I don’t even feel dumb pretending to talk to a dead man. It’s bringing me comfort, so fuck it.

Michel points at the newspaper on my desk, tapping on an ad from the local animal shelter.

Puppies need a forever home.

“You think a new dog is going to fix everything?” I ask dubiously.

“Hell, no. But a puppy will give her something to smile about. That’s what you need to focus on. Giving her reasons to smile, every day, until one of these days, she smiles all on her own.”

“You’re right,” I admit. “You actually make sense.”

“Well, I’m fairly bright.” Michel shrugs. “Particularly now. I’m omniscient.”

That’s exactly something my brother would say. I roll my eyes and get up, taking the newspaper with me.

I call the number from the car, and I drive to adopt a second dog.

It happens just that fast.

On the way home, the wriggly fat puppy in the passenger seat looks up at me with big brown eyes, and I pat his head.

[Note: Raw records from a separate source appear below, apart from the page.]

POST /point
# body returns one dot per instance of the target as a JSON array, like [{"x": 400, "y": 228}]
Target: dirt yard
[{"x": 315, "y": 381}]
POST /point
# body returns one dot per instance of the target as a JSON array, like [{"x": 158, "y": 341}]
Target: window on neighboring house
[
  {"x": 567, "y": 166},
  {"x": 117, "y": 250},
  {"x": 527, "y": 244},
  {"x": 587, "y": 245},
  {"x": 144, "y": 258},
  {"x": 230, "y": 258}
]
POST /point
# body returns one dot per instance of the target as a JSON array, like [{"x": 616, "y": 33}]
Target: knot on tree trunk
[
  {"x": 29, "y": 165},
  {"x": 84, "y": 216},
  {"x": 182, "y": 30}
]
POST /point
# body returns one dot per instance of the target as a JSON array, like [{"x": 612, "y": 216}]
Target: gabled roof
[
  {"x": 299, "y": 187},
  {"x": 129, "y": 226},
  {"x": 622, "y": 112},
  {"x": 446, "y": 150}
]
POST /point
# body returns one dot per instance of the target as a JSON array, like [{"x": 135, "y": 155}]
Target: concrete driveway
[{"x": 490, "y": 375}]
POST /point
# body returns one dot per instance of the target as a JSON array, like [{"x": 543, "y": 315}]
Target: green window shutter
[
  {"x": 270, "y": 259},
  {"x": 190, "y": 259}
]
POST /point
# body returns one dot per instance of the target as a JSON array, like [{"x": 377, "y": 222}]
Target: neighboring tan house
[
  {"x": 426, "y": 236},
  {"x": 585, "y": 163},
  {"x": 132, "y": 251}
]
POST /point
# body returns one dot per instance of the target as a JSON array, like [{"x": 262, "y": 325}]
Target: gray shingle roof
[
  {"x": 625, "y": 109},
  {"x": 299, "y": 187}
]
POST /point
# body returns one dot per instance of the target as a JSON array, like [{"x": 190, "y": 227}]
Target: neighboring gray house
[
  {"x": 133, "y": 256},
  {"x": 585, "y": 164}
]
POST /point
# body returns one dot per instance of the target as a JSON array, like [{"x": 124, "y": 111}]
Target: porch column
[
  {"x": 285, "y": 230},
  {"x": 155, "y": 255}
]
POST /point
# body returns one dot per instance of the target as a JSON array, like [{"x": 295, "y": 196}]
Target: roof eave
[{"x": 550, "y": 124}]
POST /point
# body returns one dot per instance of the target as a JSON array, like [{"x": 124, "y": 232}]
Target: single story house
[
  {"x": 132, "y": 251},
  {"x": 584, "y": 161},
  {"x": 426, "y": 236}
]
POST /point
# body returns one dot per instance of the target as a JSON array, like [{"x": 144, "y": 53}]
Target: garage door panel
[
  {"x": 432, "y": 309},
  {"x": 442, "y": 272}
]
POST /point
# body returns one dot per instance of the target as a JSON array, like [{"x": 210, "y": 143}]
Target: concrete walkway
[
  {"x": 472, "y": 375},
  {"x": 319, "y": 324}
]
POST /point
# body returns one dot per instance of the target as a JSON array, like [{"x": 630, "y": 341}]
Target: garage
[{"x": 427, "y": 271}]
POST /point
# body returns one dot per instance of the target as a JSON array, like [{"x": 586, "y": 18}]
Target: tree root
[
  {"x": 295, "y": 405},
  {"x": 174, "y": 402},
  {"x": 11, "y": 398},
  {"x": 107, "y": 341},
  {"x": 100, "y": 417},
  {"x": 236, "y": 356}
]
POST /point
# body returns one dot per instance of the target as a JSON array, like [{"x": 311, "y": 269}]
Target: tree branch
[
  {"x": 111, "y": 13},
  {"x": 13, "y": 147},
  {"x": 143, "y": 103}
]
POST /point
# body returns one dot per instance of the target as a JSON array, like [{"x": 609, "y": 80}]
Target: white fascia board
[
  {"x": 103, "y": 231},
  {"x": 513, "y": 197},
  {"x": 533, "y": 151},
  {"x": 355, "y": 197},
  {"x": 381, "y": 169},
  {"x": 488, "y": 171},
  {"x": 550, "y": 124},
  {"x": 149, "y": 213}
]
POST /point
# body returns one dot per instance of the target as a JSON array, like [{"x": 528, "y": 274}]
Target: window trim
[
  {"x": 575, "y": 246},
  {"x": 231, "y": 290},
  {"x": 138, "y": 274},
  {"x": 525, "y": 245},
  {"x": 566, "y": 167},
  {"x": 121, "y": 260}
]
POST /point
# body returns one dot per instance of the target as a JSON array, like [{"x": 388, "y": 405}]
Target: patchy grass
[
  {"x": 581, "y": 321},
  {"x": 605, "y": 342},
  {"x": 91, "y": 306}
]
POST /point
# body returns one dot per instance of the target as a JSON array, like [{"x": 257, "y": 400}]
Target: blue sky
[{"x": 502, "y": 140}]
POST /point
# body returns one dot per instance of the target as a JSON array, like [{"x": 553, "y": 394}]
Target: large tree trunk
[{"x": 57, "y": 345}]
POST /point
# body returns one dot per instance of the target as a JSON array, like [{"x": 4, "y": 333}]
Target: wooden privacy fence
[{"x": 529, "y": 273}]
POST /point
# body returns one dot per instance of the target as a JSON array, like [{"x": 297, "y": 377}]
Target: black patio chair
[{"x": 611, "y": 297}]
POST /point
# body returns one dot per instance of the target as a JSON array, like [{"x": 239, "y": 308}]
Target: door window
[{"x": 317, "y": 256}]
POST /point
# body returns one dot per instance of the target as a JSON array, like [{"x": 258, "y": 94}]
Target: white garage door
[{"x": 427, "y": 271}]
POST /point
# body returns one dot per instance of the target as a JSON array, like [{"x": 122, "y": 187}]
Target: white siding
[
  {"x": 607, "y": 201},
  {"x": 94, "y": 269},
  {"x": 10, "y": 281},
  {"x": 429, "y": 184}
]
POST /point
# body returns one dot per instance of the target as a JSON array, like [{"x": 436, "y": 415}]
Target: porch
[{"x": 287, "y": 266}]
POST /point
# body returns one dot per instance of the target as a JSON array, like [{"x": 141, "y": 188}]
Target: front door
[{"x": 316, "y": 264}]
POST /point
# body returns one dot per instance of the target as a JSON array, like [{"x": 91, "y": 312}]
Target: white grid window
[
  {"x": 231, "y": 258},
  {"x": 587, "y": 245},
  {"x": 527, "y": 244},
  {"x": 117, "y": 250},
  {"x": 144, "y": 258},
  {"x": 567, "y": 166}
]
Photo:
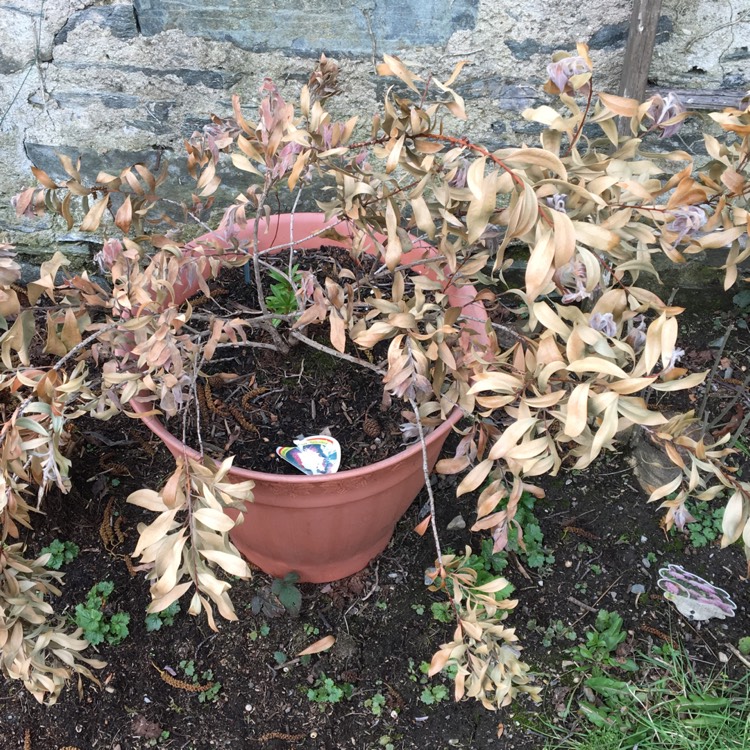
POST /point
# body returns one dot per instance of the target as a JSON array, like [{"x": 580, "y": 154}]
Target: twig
[
  {"x": 253, "y": 344},
  {"x": 426, "y": 472},
  {"x": 604, "y": 593},
  {"x": 189, "y": 213},
  {"x": 334, "y": 353},
  {"x": 740, "y": 430},
  {"x": 578, "y": 132},
  {"x": 710, "y": 379},
  {"x": 738, "y": 394}
]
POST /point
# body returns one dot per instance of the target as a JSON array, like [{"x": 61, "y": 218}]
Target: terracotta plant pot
[{"x": 325, "y": 527}]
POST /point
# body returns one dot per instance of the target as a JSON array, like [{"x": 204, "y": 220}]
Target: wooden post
[{"x": 640, "y": 48}]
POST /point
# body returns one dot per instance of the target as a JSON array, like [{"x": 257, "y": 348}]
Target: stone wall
[{"x": 118, "y": 81}]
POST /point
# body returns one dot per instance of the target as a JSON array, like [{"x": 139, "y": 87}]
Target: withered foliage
[{"x": 556, "y": 383}]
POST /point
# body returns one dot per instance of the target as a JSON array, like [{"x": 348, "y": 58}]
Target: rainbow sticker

“You’re medicine, boy. I hope you’re up to the task.”

He wags his tail, and I turn into the drive.

I carry him inside, and we find Corinne and Artie in the sunroom. She is curled up on a lounge.

When she sees the puppy, her eyes widen, then soften. She glances up at me.

“What’s this?”

“His name is Rx,” I tell her, sitting him on her lap. “He’s here to make you feel better.”

She starts to scowl at me, but Rx puts a big puffy paw on her chest and leans his face against hers.

Her eyes soften further, and she hugs him, clasping him to her chest.

“I love that puppy smell,” she admits without looking at me.

“I’ll take care of him,” I promise. “You won’t have to do a thing.”

“This doesn’t fix things,” she tells me seriously. “A puppy won’t fix us.”

“No,” I agree. “But he made you smile.”

She stares up at me with teary eyes, and for the first time this week, her gaze isn’t guarded.

“Yeah, I guess he did.”

“That’s progress,” I tell her.

“Yeah, I guess it is.”

I leave her snuggled with the puppy. They’re both asleep when I check on them an hour later, his face lying right next to hers with Artie nearby. I cover her lap with a blanket and tiptoe away.





67

Corinne

Days and nights have been running together.

Sometimes I sleep, sometimes I don’t.

I’m plagued by nightmares, of the past and of the present.

Of my rapist, of the murders, of my husband and Zoe, of Michel dying.

It’s all so much.

But to my husband’s credit, he’s been doing everything in his power to make things right. He does little things for me every day, like running my bath towels through the dryer before I use them so they’ll be warm, or putting a note on my bathroom mirror to tell me he loves me.

Or bringing me home something to love me.

Rx stares up at me now, his eyes so big and brown. He yawns, and he’s got puppy breath.